Can AutoSSL replace existing third‑party certificates automatically?
Yes, if you enable the “replace non‑AutoSSL certificates” option. When enabled, AutoSSL will install its certificates over third‑party ones on the next run. You can disable that behavior to retain existing certs.
Why does issuance get skipped when other certificates are installed?
WHM may detect a valid third‑party certificate and skip AutoSSL to avoid overwriting it. Check the AutoSSL options if you want replacement behavior, and inspect logs to see which cert prevented issuance.
How do URL rewrites block .well-known validation and what’s the .htaccess fix?
Rewrite rules can redirect or deny access to the .well-known/acme-challenge path, breaking HTTP validation. Add a rule to exclude that path from rewrites (allowing direct access), so the provider can fetch the challenge file.
What should you expect for issuance timing and when to rerun AutoSSL?
Issuance can take seconds to minutes if validation succeeds. If validation fails due to DNS propagation or blocked .well-known requests, wait for changes to take effect then rerun AutoSSL. Check logs for the exact failure reason.
How do you switch providers (for example, back to cPanel’s default provider) without downtime?
Install and configure the new provider in WHM, then run an initial AutoSSL pass. Since certificates overlap in function, you can switch providers and allow the new one to request replacements during its next run or trigger manual issuance to avoid gaps.
What quick fixes help when AutoSSL keeps failing?
Check DNS records and propagation, ensure .well-known is reachable (no blocking rewrites or firewalls), verify the provider is selected in WHM, and inspect AutoSSL logs for error details. Fix the root cause and rerun AutoSSL.

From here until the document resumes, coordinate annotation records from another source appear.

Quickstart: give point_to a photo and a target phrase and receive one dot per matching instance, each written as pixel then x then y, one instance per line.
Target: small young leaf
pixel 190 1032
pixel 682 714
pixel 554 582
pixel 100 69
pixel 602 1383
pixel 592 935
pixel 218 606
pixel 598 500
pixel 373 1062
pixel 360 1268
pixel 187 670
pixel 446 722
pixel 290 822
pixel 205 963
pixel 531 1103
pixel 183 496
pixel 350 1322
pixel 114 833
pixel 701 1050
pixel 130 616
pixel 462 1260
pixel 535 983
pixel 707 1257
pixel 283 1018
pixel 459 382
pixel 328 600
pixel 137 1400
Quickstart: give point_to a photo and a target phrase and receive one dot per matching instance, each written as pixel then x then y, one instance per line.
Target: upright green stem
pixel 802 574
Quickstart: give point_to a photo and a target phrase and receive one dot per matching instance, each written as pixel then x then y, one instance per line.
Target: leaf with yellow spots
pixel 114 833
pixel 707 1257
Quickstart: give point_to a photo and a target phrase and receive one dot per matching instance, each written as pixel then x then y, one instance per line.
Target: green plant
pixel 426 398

Are there limits to how many domains you can protect per certificate?
Providers set maximum names per certificate and rate limits on issuance. If you have many domains, you may need to split them across multiple certificates or schedule requests to avoid hitting provider limits.
How do you handle third‑party DNS providers that don’t offer an API for DNS validation?
Use manual DNS validation by creating the required TXT records yourself, or switch to a DNS provider that supports API updates to automate DNS challenges and make wildcard issuance reliable.